The CSV created while spitting a curse against the Ministry of Internal Affairs and Communications, which has a strong will not to analyze data in this way, is as follows. https://github.com/mima3/analyze_election/blob/master/election_area.csv
Also, since I was so impressed around here, I am pulling information on candidates from the Asahi Shimbun. The script below will remove that kind of data, so I am using it by hand if necessary.
https://github.com/mima3/analyze_election/blob/master/script/analyze_asahi.py
To use your current location in your browser, use navigator.geolocation. You can get the longitude and latitude with the following code.
if (!navigator.geolocation) {
//Processing for environments where Geolocation API cannot be used
alert('Geolocate API is not available');
}
navigator.geolocation.getCurrentPosition(function(position) {
console.log(position)
}
In the case of IE, the current position is severely displaced. This is probably because the location usage database used by Microsoft is less accurate than the location database used by Chrome and Firefox. (I'm not bad!

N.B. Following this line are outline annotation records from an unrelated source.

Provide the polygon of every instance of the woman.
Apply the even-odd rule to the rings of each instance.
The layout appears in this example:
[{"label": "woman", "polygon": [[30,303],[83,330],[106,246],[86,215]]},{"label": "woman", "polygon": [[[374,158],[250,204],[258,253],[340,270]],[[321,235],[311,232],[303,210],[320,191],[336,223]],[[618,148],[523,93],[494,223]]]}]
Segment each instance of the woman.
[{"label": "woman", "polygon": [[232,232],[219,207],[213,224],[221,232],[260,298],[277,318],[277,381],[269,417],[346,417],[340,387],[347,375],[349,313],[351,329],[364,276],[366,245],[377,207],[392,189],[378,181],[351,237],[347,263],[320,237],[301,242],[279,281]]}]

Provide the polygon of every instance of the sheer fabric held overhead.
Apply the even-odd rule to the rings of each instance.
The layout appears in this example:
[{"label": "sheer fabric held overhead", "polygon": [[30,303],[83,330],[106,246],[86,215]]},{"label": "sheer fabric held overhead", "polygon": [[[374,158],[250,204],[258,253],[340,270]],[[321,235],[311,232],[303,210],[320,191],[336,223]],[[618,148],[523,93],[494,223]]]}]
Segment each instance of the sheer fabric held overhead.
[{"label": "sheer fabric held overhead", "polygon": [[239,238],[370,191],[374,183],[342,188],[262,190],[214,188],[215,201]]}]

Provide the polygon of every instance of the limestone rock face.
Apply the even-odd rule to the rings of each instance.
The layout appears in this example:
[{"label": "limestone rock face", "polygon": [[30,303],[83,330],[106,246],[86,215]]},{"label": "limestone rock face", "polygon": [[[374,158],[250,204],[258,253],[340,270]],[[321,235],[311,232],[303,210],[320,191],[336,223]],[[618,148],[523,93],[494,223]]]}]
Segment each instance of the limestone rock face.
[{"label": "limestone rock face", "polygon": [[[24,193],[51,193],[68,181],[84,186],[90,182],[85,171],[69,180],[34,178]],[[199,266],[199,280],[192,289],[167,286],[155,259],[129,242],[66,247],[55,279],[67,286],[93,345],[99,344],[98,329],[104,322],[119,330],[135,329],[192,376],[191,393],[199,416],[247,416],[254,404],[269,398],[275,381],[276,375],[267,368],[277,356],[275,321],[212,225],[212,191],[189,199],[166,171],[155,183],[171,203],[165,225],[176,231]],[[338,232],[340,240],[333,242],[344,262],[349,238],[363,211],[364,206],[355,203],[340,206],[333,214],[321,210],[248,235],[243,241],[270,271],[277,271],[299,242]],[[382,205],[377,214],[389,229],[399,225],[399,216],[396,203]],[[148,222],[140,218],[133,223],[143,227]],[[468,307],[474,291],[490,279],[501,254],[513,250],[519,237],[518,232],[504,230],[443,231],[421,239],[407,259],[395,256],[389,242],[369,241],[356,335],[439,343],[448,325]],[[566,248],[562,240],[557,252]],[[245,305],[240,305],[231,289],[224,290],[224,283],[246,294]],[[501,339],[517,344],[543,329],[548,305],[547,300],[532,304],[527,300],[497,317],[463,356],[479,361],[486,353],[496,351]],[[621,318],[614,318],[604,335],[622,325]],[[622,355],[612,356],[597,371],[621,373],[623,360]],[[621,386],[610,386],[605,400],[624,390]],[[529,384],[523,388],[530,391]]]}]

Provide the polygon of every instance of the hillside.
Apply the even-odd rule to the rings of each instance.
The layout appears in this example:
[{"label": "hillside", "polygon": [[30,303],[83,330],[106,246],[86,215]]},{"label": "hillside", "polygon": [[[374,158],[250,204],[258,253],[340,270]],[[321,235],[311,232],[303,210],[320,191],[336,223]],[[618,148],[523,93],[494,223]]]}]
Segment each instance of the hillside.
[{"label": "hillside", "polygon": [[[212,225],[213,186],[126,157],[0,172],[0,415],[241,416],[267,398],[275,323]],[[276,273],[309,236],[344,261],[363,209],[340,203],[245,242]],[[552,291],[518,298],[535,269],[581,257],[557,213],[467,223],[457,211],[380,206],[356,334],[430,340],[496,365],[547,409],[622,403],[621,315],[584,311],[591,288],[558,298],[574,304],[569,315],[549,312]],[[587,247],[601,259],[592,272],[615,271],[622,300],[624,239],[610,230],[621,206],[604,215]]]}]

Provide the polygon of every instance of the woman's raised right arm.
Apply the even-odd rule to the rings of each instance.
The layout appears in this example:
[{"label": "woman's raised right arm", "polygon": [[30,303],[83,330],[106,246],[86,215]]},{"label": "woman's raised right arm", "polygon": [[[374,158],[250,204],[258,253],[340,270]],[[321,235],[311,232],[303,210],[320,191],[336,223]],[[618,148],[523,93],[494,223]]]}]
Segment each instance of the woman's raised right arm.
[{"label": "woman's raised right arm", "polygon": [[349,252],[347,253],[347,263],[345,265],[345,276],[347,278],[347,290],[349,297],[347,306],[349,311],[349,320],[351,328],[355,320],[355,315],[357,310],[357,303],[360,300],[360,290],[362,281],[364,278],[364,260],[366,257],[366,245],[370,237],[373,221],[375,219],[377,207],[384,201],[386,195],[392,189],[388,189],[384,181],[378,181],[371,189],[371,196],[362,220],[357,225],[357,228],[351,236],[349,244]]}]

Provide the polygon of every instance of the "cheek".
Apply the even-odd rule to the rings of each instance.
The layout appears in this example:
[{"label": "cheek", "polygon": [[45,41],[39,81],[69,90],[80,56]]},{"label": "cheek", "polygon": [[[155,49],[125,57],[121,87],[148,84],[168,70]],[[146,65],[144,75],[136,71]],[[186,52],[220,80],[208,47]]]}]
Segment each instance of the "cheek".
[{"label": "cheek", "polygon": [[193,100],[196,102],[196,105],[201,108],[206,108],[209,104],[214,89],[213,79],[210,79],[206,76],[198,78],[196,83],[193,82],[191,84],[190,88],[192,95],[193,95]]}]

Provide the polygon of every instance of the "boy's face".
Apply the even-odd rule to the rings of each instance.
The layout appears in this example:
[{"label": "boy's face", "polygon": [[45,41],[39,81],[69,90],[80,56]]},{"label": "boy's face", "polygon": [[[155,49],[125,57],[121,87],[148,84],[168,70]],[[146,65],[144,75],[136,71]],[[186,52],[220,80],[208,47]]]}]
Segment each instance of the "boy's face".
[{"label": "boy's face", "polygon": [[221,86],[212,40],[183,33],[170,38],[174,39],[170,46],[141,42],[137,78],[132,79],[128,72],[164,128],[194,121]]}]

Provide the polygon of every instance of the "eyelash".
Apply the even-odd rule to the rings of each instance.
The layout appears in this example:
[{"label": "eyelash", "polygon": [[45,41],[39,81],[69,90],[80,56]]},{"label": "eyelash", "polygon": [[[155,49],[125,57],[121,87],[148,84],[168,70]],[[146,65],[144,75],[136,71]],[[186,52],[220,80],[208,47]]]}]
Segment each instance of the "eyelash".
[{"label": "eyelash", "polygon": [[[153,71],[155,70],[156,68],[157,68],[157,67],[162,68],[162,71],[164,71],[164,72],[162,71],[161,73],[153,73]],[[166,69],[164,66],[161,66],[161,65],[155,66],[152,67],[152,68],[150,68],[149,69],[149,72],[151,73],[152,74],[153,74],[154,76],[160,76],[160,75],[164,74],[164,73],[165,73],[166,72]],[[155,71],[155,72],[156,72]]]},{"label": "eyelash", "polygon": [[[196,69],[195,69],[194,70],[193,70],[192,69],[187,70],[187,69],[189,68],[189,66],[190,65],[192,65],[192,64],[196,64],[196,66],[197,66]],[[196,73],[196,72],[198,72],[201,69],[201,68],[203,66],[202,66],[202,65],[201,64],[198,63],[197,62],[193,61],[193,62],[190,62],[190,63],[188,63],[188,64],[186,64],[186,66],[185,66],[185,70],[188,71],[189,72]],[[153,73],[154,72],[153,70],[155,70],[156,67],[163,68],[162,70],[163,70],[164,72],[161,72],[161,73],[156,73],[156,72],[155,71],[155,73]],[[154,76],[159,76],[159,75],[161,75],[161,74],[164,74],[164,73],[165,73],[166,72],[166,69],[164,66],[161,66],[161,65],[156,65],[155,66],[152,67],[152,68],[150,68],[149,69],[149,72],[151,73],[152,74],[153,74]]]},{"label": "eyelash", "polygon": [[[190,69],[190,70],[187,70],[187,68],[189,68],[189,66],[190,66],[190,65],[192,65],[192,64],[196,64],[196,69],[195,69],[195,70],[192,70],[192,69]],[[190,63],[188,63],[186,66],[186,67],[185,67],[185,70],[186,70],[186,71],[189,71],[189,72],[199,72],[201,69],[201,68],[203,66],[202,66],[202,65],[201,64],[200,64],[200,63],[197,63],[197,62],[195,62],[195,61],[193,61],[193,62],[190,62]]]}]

I'm not bad!) https://social.technet.microsoft.com/Forums/ie/en-US/aea4db4e-0720-44fe-a9b8-09917e345080/geolocation-wrong-in-ie9-but-not-other-browsers
Finding out if a particular coordinate is contained in an administrative area has the same meaning as checking if a point is contained in a polygon. In the case of Python, it is good for ** basic ** if you use SymPy to judge the inside and outside of the point.
** [Python] Use SymPy to determine inside / outside points ** http://d.hatena.ne.jp/factal/20121013
Basically I said that because this process is so slow. It would take too much time to work on tens of thousands of administrative divisions one by one.
For this reason, we have taken two measures here.
First, narrow down the number of target polygons before making a point inside / outside judgment. This is only searched if the distance between the vertices of the polygon and the specified point is within a certain range.
Specifically, the code is as follows.
election_db.py
def GetPos(self, lat, long):
"""
Get curve data associated with the current longitude and latitude
"""
m =0.005
while 1:
rows = self._getCurveId(lat, long, m).fetchall()
if rows:
break
m = m * 2
if m > 0.1:
return None
dict = {}
pt = Point(lat, long)
for r in rows:
key = r[0]
ret = self._isCrossCurveId(pt, key)
if ret:
return ret
return None
The second is to create a Polygon object in advance and register it in the database. Specifically, the implementation is as follows.
def ConvertPoly(self):
"""
Creating a polygon from the curve table
"""
#gc.enable()
#gc.set_debug(gc.DEBUG_LEAK)
sql = '''DELETE FROM polygon'''
self._conn.execute(sql)
sql = '''select curve_id,lat,lng from curve order by curve_id'''
rows = self._conn.execute(sql)
dict = {}
for r in rows:
key = r[0]
if dict.get(key) is None:
dict[key] = []
dict[key].append((r[1], r[2]))
i = 0
self.Commit()
self._conn.execute('begin')
for key in dict:
print (key + ":" + str(i))
#b = len(gc.get_objects())
self._createPoly(key, dict[key])
i = i + 1
#gc.collect()
#print str(b) + ":" + str(len(gc.get_objects()))
if i % 100 == 0:
clear_cache()
self.Commit()
def _createPoly(self, key, list):
poly = Polygon(*list)
obj = pickle.dumps(poly)
sql = '''INSERT INTO polygon
(curve_id, object)
VALUES(?, ?);'''
self._conn.execute(sql, [key, obj ])
del poly
del obj
Use pickle.dumps to serialize the object. Also, sympy uses a cache mechanism, so creating a large number of objects quickly consumes a few gigabytes of memory. To avoid that, clear_chache is used to delete the cache to create 100.
Also, the conditions for outputting an exception "Polygon has intersecting sides." In the latest sympy Polygon are different between 0.7.5 and 0.7.6. In 0.7.6, the conditions are strict and it cannot be created normally with this data. Therefore, use 0.7.5 for sympy.